This amount will continue to increase along
with unhealthy lifestyle of people (Zubair,
2015). Another study mentioned that about
38% of all amputations in United States was
related to DM disease (Dinker R Pai, 2013).
Data from WHO showed the rate of
amputations in patient with diabetes usually
10 to 20 times that from non-diabetic
patients.

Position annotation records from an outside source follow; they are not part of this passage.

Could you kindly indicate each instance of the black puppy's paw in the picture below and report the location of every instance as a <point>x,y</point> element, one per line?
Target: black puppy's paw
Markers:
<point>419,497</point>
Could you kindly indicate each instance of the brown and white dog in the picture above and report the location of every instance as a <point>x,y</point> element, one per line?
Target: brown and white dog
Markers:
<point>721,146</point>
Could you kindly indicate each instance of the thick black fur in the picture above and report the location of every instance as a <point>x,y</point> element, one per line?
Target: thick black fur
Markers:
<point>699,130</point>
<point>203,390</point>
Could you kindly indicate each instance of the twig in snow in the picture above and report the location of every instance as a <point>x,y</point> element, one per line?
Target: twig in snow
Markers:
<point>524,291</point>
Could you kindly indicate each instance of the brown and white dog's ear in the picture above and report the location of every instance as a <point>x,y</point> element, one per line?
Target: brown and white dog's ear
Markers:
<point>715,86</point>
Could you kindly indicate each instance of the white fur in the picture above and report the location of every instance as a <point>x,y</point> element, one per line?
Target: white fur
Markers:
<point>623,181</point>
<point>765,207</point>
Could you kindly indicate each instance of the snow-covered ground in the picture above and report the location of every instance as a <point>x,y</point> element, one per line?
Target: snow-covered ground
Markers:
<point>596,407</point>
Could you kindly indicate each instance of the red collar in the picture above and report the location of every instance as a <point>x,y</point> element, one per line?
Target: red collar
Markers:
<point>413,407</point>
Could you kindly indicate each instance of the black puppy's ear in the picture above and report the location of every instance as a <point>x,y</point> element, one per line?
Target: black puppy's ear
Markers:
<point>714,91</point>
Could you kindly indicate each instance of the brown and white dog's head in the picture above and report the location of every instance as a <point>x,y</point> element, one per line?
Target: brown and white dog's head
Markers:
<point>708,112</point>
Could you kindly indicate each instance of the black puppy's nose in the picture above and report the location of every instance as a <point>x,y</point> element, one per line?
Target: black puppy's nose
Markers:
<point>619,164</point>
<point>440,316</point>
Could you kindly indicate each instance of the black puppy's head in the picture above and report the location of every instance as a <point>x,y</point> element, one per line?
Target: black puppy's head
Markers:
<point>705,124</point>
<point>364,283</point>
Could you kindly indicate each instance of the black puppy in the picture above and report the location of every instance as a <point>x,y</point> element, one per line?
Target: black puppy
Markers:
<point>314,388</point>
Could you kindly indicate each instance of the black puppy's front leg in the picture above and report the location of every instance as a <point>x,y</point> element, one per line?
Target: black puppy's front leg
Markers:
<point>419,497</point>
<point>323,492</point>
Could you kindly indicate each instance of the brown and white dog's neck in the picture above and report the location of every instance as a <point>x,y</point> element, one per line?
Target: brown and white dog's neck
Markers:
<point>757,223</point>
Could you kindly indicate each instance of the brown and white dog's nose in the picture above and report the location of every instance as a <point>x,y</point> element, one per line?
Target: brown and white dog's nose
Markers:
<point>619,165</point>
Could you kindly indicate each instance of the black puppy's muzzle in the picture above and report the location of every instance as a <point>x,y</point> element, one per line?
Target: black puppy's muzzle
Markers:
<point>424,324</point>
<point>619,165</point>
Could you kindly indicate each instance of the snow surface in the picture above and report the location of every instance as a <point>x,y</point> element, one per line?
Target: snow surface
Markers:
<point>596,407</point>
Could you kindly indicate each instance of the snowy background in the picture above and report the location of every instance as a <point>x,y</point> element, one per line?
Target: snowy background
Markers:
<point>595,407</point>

Over the last decade, rate of
amputations increased by 1.5 to 3.5 events
per 1,000 patients with diabetic ulcers
(World Health Organization, 2016).
Meanwhile, according to the report
from RISKESDA (2013), the prevalence of
diabetes which diagnosed by doctors was
2.1%. Those prevalence is higher than in
RISKESDA (2007) which is about 1.1%.
There are some provinces which have
higher prevalence than the national average,
that is Central Sulawesi (3.7%), North
Sulawesi (3.6%), South Sulawesi (3.4%)
and East Nusa Tenggara 3.3%. The
prevalence of diabetes tends to be higher in
women than in men and is more common in
urban communities ( DEPKES RI, 2013).
Unlike in Western countries, in Indonesia
there are only a few studies about the
prevalence and factors associated with
DFU. The main complications of DM in
Indonesia is neuropathy (13% - 78%), micro
vascular complications (16% - 53%) and
DFU (7,3% - 24%) (Yusuf et al., 2016).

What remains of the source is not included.